Just make sure that you do not fry it till done ...
it will cook in the gravy.
The frying part is to give the florets that crispy brown colour.

I am not repeating the recipe again. 

Right now I do not feel like writing much,
but I have something to say.

Ever since I started this blog, I have been hooked to it.
I have loved sharing not only recipes, but also small pieces of my life here.
I have found some very good friends too.
And I love my blog so much.

But now I seriously feel that blogging is jinxed for me.
While all these years I should have blogged numerous recipes and my experiments, it has
been the other way 'round.
I have been forced to take numerous breaks.
Unwanted breaks.
And since all were health related issues ... I had no choice.

 And every time you all have stood by me, supported me with your strong words 
and encouraged me to be back.

Which is why am feeling so bad to say that I may not blog again.
At least not for a very long time.
I'll keep the hope alive in my heart though.

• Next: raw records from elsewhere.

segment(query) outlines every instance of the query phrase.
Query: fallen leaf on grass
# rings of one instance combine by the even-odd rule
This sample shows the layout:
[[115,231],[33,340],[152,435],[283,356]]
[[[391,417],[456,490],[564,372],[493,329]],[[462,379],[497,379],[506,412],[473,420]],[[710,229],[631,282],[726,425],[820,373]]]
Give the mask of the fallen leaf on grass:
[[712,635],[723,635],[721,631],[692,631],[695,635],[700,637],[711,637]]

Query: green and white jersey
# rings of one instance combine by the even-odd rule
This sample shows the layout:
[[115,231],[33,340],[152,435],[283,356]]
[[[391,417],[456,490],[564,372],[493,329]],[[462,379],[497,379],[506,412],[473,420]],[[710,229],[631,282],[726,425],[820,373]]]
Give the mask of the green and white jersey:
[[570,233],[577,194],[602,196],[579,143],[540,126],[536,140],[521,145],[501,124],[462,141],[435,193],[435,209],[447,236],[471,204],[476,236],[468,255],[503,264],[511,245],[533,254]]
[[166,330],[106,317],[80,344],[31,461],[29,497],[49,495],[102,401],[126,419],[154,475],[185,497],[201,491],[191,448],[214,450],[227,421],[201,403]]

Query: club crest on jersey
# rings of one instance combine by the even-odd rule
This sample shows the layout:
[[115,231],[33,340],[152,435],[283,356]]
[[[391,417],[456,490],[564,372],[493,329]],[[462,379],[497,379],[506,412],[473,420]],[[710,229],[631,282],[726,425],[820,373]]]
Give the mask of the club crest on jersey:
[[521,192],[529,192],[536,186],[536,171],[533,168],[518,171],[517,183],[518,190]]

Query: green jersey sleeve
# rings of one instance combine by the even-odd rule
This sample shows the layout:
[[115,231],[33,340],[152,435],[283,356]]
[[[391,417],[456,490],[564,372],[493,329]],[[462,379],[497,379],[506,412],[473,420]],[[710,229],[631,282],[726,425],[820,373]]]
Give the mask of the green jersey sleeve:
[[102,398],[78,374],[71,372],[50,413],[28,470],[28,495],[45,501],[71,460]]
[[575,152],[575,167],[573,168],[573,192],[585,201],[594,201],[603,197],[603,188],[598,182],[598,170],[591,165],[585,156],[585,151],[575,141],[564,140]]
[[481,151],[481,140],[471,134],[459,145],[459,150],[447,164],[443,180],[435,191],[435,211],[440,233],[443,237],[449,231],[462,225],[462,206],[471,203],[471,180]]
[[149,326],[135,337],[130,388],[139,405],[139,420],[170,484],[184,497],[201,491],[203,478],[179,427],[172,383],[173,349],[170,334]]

At first I thought I'd just stay quiet and disappear.
But could not.
Because I am selfish. I need all your prayers.
Because I am scared. I need all your positive thoughts.
Because it would have meant I am ungrateful ... which I am not.
Not after the deluge of mails and comments and good wishes that I got on my last break post.
Hence this post.

There are a few friends I have made here who I cherish a lot;
who are very special to me.
And who, I, know will worry and start to mail me.
To them I request ... Please don't.
I hope I do not sound too indifferent  or rude ... but really,
I can say nothing now.

Just stay well dear friends.
And take care ... very good care, of yourselves.

Love you all.

Thursday, 17 February 2011

Doi Maach / Rohu Fish in Yoghurt Gravy

( Vegetarians ... do stay tuned. The next post will be on the veggie version of this wonderful dish. )

It has been a while since I made a post on fish last.
Not that I've not been eating my staple diet ... just that I make something quickly, 
seem very pleased with the results
and serve myself a hot hot meal.
Just do not feel like picking up the camera, arranging and clicking.

Doi Maach is very common to Bengalis ... a very common dish on a Bengali lunch table.
And there are many ways of making this.
You can make it with a lot of masalas. You can make it spicy.
Or you can make it simple ... like I do.

This dish is supposed to be creamy, very light coloured.
But there are no hard and fast rules here.
Add more turmeric if you like the colour ... add more chilli powder if you like it spicy 
( and it gives colour too ) ... etc. etc.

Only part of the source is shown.